What happens depends on what you mean by "killed" and what the supervisor strategy for MyActor2 is.
If the reference to MyActor2 is stopped via the stop method, such as context.stop(myActor2), then:
Processing of the current message, if any, will continue before the actor is stopped, but additional messages in the mailbox will not be processed. By default these messages are sent to the deadLetters of the ActorSystem, but that depends on the mailbox implementation.
If the reference to MyActor2 is stopped with a PoisonPill message, then:
...the akka.actor.PoisonPill message...will stop the actor when the message is processed. PoisonPill is enqueued as ordinary messages and will be handled after messages that were already queued in the mailbox.
If the reference to MyActor2 is stopped with a Kill message, then:
Unlike PoisonPill this will cause the actor to throw a[n] ActorKilledException, triggering a failure. The actor will suspend operation and its supervisor will be asked how to handle the failure, which may mean resuming the actor, restarting it or terminating it completely.

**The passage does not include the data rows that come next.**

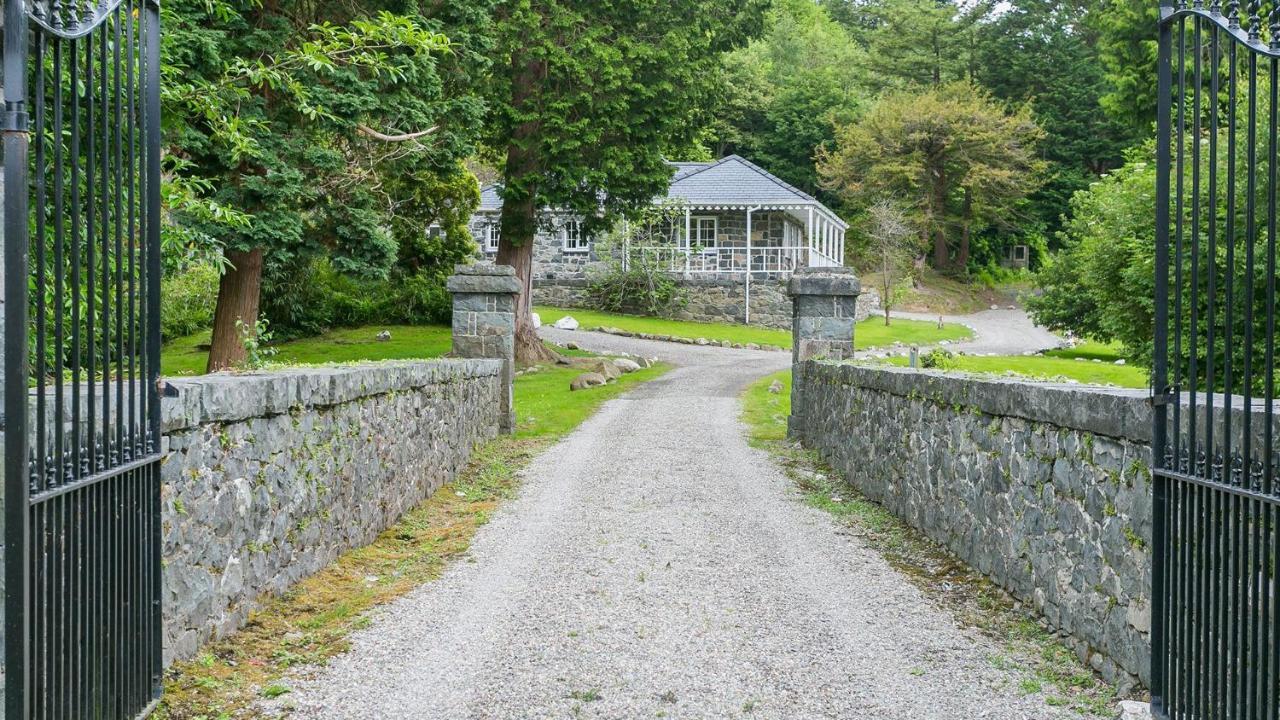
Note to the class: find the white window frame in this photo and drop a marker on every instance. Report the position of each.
(695, 229)
(574, 241)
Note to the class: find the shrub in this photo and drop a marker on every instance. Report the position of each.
(635, 290)
(187, 300)
(314, 299)
(938, 359)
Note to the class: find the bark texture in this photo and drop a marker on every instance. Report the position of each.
(238, 294)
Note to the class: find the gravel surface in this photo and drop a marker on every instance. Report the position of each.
(996, 332)
(654, 565)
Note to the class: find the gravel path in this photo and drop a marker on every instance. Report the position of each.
(996, 332)
(654, 565)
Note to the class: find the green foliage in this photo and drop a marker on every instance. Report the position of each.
(187, 300)
(316, 297)
(937, 359)
(1127, 45)
(951, 155)
(635, 290)
(1101, 285)
(786, 92)
(592, 95)
(256, 340)
(321, 130)
(1040, 53)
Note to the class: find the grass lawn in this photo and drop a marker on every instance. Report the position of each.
(314, 619)
(869, 333)
(1089, 363)
(184, 356)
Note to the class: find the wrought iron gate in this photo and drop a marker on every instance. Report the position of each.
(1216, 632)
(82, 351)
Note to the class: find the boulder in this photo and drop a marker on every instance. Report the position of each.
(588, 381)
(598, 365)
(1134, 710)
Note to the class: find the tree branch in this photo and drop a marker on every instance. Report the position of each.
(370, 132)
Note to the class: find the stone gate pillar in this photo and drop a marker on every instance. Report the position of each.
(484, 323)
(823, 302)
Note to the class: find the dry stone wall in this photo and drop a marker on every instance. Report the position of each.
(1043, 488)
(269, 477)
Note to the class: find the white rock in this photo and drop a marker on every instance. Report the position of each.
(1134, 710)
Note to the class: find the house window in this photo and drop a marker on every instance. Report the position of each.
(703, 231)
(572, 237)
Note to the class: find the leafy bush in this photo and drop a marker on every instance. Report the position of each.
(314, 299)
(635, 290)
(187, 300)
(938, 359)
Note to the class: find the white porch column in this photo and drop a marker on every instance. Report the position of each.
(689, 237)
(808, 237)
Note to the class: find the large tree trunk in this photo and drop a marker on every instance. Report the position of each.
(238, 294)
(519, 220)
(937, 212)
(963, 256)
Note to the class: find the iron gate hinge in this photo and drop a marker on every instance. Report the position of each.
(13, 121)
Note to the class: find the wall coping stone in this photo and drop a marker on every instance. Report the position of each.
(228, 397)
(1119, 413)
(484, 278)
(824, 281)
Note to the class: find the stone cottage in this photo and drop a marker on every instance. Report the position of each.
(741, 233)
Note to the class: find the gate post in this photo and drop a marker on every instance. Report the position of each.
(484, 324)
(823, 302)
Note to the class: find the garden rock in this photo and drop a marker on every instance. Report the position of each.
(626, 365)
(588, 381)
(1134, 710)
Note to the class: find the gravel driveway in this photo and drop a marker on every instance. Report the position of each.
(996, 332)
(654, 565)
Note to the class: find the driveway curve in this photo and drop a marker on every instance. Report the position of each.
(656, 565)
(996, 332)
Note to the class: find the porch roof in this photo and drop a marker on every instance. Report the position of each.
(730, 183)
(735, 182)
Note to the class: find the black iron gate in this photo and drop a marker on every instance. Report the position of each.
(1216, 633)
(82, 351)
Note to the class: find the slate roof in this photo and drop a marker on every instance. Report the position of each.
(731, 181)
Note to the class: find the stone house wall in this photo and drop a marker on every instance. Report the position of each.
(713, 297)
(268, 478)
(1046, 490)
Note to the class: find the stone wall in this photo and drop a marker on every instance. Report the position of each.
(269, 477)
(1043, 488)
(713, 297)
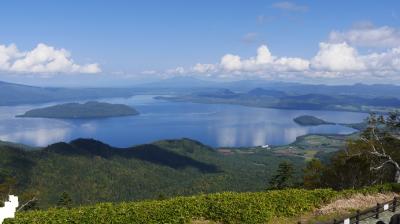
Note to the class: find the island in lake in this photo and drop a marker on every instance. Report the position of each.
(308, 120)
(90, 109)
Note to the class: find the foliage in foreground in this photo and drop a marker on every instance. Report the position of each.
(225, 207)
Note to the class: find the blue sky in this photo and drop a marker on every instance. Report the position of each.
(127, 42)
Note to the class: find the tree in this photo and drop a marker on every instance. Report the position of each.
(65, 201)
(382, 141)
(6, 187)
(283, 177)
(313, 172)
(372, 158)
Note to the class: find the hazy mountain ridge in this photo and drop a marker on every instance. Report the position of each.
(91, 109)
(14, 94)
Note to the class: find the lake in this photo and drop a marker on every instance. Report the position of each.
(213, 124)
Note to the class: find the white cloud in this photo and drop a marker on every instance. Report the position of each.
(176, 71)
(333, 59)
(204, 68)
(43, 59)
(368, 35)
(263, 62)
(337, 58)
(290, 6)
(231, 62)
(250, 37)
(149, 72)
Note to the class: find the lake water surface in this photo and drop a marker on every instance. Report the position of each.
(213, 124)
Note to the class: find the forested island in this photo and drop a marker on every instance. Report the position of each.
(92, 109)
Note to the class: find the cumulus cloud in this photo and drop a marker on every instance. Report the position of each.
(250, 37)
(204, 68)
(290, 6)
(334, 59)
(176, 71)
(42, 59)
(367, 35)
(337, 58)
(264, 61)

If you stop myActor2 with context.stop or PoisonPill, then messages that are sent to that actor after it has stopped will go to dead letters. If you send myActor2 a Kill message, then whatever supervisor strategy you have defined for handling an ActorKilledException will kick in. The default supervisor strategy for handling an ActorKilledException is to stop the actor, which, as mentioned, will cause all messages sent after the actor has stopped to enter the dead letter mailbox.
You can override this default behavior by changing the supervisor strategy to restart the actor in the event of an ActorKilledException. Restarts preserve the ActorRef and are transparent to entities that have a reference to the actor: messages sent to the actor while it is restarting and afterwards will be processed normally. You could also resume the actor, which basically ignores the exception.